Король Виктор-Эммануил, Муссолини и Гитлер
   Муссолини, конечно, был абсолютным диктатором, но он умел выполнять свой долг перед королевским домом. В конце концов, однако, стало совершенно ясно, что в течение всех долгих лет совместной деятельности никакой гармонии между ними не было и в помине. Это тем более поразительно, что Муссолини стремился к расширению и укреплению государственной власти, что совпадало с устремлениями короля. Оба они были неискренни в отношениях друг с другом и таким образом способствовали собственному краху.
   И Муссолини, и Гитлер начинали жизнь в весьма скромных условиях. Долгие годы невзгод и борьбы дали им силу для того, чтобы в конце концов взлететь вверх и одержать победу над своими оппонентами. Оба были в известном смысле самоучками, оба испытывали амбициозное и неудержимое стремление завершить свое политическое и культурное образование, однако при этом оба сохраняли верность простому образу жизни, дававшему им возможность свободно общаться с массами, эмоциями которых они могли управлять благодаря своему блестящему ораторскому искусству. Оба создали общенациональные партии с оригинальными программами, оба ставили перед собой конкретные цели, которых добивались всеми правдами и неправдами, используя при этом даже опасные и не всегда этичные методы. И оба откусили больше, чем были в состоянии прожевать. Их кажущаяся непохожесть была скорее результатом сугубо национальных различий и не имела глубинного характера.
   Социалистическая журналистика была для Муссолини политической школой, и он оставался политиком до самого конца. Он стал мастером дипломатических формулировок и концепций, знал, где и как их можно применить, и делал это в первую очередь для продвижения вверх самого себя и своих людей. Он прекрасно умел использовать в своих собственных политических целях требования об укреплении и модернизации армии, флота и военной авиации и сам культивировал и поощрял соответствующие настроения. Однако уровень его военной подготовки был недостаточным для того, чтобы трезво оценить некоторые факты, что сводило на нет все его блестящие качества. Будучи чисто по-человечески и в идеологическом плане другом Гитлера, он завидовал мощи созданной фюрером военной машины и его успеху, и это было не последней причиной того, что он ввязался в военные авантюры, которые привели его карьеру к трагическому концу.

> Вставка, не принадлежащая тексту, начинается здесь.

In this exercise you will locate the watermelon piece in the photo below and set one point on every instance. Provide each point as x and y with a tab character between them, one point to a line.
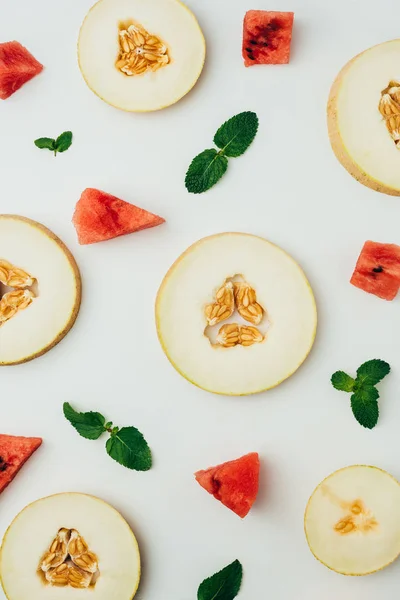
234	483
99	216
378	270
14	452
267	36
17	66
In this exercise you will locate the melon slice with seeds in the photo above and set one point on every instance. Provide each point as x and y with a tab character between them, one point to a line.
234	483
14	452
100	216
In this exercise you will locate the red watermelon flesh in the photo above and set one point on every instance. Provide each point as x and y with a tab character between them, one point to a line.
99	216
378	270
234	483
14	452
267	37
17	66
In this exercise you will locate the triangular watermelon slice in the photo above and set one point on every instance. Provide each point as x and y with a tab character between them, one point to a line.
99	216
17	66
14	452
234	483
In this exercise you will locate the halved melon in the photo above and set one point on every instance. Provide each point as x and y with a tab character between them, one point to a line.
352	520
364	117
235	314
60	544
40	290
141	55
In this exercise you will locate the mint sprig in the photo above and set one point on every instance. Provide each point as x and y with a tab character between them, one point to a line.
60	144
232	138
364	399
127	445
224	585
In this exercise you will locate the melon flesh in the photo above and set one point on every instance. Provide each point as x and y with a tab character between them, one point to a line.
35	330
98	47
282	289
105	531
17	67
378	270
14	452
357	129
234	483
100	216
267	37
352	520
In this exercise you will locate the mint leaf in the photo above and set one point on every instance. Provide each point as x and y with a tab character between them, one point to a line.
128	447
372	372
224	585
236	134
63	142
343	382
89	425
364	404
47	143
205	170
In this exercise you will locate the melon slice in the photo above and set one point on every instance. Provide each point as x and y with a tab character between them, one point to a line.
14	452
235	314
267	36
99	216
378	270
234	483
364	117
75	542
17	67
141	55
40	290
352	520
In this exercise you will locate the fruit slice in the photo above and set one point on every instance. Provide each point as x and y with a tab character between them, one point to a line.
234	483
141	56
14	452
352	520
75	541
378	270
17	66
99	216
220	351
364	117
267	36
40	290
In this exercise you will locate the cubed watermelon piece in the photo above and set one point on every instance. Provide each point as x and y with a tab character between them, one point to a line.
267	37
14	452
99	216
234	483
378	270
17	66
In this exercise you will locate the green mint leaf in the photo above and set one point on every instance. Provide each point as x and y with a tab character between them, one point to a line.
47	143
364	404
224	585
205	170
128	447
372	372
236	134
343	382
89	425
63	142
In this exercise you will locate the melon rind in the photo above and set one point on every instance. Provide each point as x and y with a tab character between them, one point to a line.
186	64
107	533
246	367
336	134
24	315
357	553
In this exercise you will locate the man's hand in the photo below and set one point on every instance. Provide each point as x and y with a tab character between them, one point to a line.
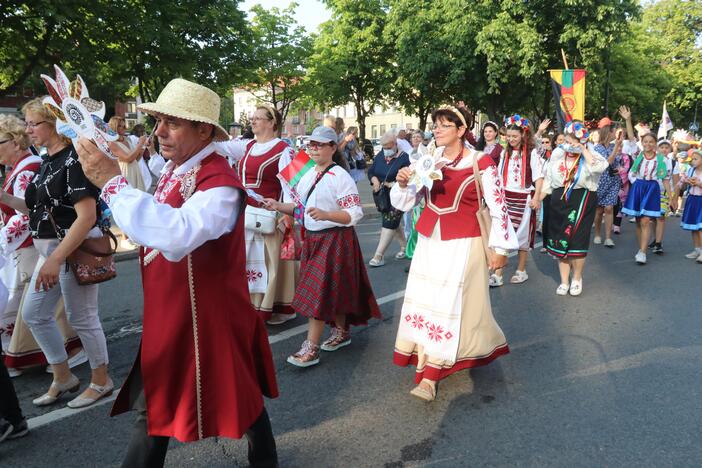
98	167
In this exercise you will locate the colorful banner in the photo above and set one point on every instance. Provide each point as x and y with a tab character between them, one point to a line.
568	94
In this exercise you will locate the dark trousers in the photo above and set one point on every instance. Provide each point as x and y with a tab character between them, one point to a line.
146	451
9	406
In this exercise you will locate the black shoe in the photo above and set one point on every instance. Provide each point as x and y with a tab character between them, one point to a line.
5	429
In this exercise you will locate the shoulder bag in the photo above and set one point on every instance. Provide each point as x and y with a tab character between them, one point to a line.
93	261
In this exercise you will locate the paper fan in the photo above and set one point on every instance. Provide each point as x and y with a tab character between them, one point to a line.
77	114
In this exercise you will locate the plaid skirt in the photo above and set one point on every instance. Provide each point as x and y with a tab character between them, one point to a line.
570	222
333	278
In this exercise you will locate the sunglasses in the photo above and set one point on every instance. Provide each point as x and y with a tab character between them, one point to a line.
317	145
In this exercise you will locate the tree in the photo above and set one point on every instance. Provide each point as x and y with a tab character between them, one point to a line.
351	59
281	49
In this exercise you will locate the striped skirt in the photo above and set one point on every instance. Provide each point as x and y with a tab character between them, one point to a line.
333	278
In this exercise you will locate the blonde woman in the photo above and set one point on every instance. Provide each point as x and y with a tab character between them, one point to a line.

   В тот период, когда мне довелось находиться в достаточно тесном контакте с Муссолини, его лучшие времена были уже позади – как в смысле здоровья, так и в смысле власти и влияния. Его абсолютная уверенность в своих последователях таяла, он не обладал больше физической энергией, необходимой для решительных действий, а его решения все чаще подсказывали ему советники; и в конце концов, вернувшись наверх, но с сильно ограниченными полномочиями, он стал все больше и больше погружаться в летаргию философских размышлений на берегу озера Гарда. Он был уже не диктатором, а всего лишь человеком, который благодаря причудам судьбы сумел на короткий миг увидеть сверкающие горные вершины и который уже хотя бы поэтому не заслужил постигшего его ужасного, позорного конца.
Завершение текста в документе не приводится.